I hadn't seen a great many women, and had made up my mind that, except a few bad ones, they was mostly of one sort—good to lead, not hard to drive, and, above all, easy to see through and understand.

I often wonder what there was about this Kate Morrison to make her so different from other women; but she was born unlike them, I expect. Anyway, I never met another woman like her. She wasn't out-and-out handsome, but there was something very taking about her. Her figure was pretty near as good as a woman's could be; her step was light and active; her feet and hands were small, and she took a pride in showing them. I never thought she had any temper different from other women; but if I'd noticed her eyes, surely I'd have seen it there. There was something very strange and out of the way about them. They hardly seemed so bright when you looked at them first; but by degrees, if she got roused and set up about anything, they'd begin to burn with a steady sort of glitter that got fiercer and brighter till you'd think they'd burn everything they looked at. The light in them didn't go out again in a hurry, either. It seemed as if those wonderful eyes would keep on shining, whether their owner wished it or not.

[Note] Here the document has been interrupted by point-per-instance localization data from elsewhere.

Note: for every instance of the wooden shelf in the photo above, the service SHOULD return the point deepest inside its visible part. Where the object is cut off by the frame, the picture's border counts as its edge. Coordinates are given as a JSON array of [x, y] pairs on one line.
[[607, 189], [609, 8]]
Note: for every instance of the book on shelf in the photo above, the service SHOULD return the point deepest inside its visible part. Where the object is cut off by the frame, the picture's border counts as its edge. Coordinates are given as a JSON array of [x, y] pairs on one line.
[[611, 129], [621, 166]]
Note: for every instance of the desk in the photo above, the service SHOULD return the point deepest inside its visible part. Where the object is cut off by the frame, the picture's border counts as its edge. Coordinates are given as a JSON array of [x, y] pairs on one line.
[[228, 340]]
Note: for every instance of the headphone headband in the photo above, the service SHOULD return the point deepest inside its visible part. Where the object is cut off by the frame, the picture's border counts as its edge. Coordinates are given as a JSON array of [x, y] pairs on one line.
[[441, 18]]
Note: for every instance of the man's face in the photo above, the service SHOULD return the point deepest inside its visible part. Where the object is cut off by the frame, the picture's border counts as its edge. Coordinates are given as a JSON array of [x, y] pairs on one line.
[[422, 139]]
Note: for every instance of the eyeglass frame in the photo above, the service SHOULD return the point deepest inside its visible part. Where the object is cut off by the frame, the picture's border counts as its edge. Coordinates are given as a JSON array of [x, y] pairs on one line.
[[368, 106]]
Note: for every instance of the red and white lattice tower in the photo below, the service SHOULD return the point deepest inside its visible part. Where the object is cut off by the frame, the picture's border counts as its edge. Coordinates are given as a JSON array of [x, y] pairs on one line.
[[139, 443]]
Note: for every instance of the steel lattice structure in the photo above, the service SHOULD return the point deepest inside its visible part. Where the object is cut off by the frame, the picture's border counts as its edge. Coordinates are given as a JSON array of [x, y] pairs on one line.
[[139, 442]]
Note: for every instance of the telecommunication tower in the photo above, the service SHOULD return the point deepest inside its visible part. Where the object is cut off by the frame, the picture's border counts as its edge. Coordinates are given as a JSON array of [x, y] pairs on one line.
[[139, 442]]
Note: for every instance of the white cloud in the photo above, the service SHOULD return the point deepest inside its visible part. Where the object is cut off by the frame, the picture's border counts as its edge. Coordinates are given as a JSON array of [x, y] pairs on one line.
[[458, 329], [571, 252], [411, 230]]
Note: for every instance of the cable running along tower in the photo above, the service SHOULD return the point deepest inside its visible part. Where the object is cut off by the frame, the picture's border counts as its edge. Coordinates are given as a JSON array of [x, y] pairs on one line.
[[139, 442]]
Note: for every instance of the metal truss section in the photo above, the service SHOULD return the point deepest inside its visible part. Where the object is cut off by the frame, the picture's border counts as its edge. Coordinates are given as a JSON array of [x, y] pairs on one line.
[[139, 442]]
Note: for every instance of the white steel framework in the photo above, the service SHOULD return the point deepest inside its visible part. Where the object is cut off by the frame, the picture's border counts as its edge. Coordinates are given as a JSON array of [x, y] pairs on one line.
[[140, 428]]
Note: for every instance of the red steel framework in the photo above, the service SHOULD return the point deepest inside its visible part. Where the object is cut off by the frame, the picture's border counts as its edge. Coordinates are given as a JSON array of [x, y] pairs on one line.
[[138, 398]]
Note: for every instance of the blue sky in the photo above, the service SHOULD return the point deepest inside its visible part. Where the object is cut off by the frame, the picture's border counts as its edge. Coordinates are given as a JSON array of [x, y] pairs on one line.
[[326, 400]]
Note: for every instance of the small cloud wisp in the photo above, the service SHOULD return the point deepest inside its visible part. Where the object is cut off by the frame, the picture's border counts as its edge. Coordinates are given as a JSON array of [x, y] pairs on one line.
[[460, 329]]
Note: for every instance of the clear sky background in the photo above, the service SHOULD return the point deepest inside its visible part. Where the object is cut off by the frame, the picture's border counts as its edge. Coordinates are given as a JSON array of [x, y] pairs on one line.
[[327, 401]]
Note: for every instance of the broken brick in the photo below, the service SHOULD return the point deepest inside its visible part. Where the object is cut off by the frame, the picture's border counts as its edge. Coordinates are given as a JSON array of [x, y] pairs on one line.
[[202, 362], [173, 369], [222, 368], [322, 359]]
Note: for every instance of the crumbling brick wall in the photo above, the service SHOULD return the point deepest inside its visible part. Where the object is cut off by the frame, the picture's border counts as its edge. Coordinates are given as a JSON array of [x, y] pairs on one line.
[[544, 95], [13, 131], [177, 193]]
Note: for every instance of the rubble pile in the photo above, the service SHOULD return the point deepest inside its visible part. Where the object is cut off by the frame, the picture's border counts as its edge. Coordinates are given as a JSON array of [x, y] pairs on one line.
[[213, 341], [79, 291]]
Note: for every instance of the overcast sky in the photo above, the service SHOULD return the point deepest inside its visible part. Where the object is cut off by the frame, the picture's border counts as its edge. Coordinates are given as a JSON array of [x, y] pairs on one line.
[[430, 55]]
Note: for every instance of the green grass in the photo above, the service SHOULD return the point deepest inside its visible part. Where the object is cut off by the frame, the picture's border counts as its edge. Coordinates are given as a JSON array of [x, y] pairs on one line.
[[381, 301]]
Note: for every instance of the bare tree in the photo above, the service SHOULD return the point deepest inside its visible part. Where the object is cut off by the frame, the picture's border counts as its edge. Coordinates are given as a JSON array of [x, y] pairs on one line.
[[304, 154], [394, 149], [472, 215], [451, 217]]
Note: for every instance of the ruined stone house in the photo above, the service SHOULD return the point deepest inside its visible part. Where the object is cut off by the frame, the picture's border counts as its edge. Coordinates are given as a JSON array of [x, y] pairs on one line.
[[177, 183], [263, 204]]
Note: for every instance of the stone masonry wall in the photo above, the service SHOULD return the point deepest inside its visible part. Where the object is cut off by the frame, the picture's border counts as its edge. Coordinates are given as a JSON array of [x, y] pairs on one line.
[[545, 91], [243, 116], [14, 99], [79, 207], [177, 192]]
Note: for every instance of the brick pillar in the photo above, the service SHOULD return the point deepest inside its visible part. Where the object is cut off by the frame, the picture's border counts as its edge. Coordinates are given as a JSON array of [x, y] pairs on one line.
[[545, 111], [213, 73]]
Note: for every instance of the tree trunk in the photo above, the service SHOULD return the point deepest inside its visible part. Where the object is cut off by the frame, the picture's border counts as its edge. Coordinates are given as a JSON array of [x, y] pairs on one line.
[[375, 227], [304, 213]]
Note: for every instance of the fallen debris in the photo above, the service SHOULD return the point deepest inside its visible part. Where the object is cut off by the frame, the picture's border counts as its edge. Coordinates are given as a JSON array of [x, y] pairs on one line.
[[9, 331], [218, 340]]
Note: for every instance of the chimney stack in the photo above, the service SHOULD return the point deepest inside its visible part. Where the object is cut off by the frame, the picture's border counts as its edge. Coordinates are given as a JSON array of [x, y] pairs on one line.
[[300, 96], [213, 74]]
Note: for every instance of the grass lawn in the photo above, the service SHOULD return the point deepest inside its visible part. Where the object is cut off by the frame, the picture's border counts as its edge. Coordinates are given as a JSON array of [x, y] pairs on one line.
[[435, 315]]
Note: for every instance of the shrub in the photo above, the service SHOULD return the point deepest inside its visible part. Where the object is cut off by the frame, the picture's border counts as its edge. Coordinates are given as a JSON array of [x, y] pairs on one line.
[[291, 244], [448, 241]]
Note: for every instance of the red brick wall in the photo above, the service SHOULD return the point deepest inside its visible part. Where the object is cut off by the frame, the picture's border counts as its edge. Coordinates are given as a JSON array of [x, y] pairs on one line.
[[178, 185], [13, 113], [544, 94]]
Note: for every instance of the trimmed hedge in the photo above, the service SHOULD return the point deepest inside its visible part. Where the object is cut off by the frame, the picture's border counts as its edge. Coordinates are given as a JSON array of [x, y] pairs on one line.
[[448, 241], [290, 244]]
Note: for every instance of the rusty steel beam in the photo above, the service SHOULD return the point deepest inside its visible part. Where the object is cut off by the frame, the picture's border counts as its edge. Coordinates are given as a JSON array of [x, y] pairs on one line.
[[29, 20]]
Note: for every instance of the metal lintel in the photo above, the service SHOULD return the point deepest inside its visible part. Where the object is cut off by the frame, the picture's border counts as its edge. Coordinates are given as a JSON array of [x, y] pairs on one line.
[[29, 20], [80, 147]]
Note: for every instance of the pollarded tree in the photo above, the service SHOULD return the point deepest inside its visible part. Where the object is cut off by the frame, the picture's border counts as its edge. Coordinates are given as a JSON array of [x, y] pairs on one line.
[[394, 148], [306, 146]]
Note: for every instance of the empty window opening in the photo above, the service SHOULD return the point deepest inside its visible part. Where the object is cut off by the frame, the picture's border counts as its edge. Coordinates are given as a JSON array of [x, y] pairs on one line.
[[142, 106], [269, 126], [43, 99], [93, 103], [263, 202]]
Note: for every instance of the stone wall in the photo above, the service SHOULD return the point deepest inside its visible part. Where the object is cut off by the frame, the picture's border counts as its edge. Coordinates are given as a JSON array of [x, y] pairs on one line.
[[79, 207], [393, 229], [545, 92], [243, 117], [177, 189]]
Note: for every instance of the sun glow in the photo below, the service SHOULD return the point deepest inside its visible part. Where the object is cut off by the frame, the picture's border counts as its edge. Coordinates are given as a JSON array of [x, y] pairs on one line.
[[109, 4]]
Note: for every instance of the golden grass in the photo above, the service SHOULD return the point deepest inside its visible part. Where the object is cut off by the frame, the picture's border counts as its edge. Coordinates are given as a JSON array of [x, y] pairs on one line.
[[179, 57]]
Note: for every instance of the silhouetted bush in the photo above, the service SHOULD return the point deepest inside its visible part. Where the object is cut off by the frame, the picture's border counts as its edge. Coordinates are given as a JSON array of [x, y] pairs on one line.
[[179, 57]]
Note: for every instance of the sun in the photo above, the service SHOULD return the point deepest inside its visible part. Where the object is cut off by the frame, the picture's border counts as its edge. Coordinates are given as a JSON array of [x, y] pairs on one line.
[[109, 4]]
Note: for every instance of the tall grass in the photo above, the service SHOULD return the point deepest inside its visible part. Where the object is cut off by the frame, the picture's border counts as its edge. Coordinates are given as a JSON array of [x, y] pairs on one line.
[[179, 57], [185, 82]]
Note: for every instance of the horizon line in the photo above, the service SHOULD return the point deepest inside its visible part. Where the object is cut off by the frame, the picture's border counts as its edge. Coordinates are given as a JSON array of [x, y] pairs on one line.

I didn't find out all about her nature at once—trust a woman for that. Vain and fond of pleasure I could see she was; and from having been always poor, in a worrying, miserable, ill-contented way, she had got to be hungry for money and jewels and fine clothes; just like a person that's been starved and shivering with cold longs for a fire and a full meal and a warm bed. Some people like these things when they can get them; but others never seem to think about anything else, and would sell their souls or do anything in the whole world to get what their hearts are set on. When men are like this they're dangerous, but they hardly hurt anybody, only themselves. When women are born with hearts of this sort it's a bad look-out for everybody they come near. Kate Morrison could see that I had money. She thought I was rich, and she made up her mind to attract me, and go shares in my property, whatever it might be. She won over her younger sister, Jeanie, to her plans, and our acquaintance was part of a regular put-up scheme. Jeanie was a soft, good-tempered, good-hearted girl, with beautiful fair hair, blue eyes, and the prettiest mouth in the world. She was as good as she was pretty, and would have worked away without grumbling in that dismal little shop from that day to this, if she'd been let alone. She was only just turned seventeen. She soon got to like Jim a deal too well for her own good, and used to listen to his talk about the country across the border, and such simple yarns as he could tell her, poor old Jim! until she said she'd go and live with him under a salt-bush if he'd come back and marry her after Christmas. And of course he did promise. He didn't see any harm in that. He intended to come back if he could, and so did I for that matter. Well, the long and short of it was that we were both regularly engaged and had made all kinds of plans to be married at Christmas and go over to Tasmania or New Zealand, when this terrible blow fell upon us like a shell. I did see one explode at a review in Melbourne—and, my word! what a scatteration it made.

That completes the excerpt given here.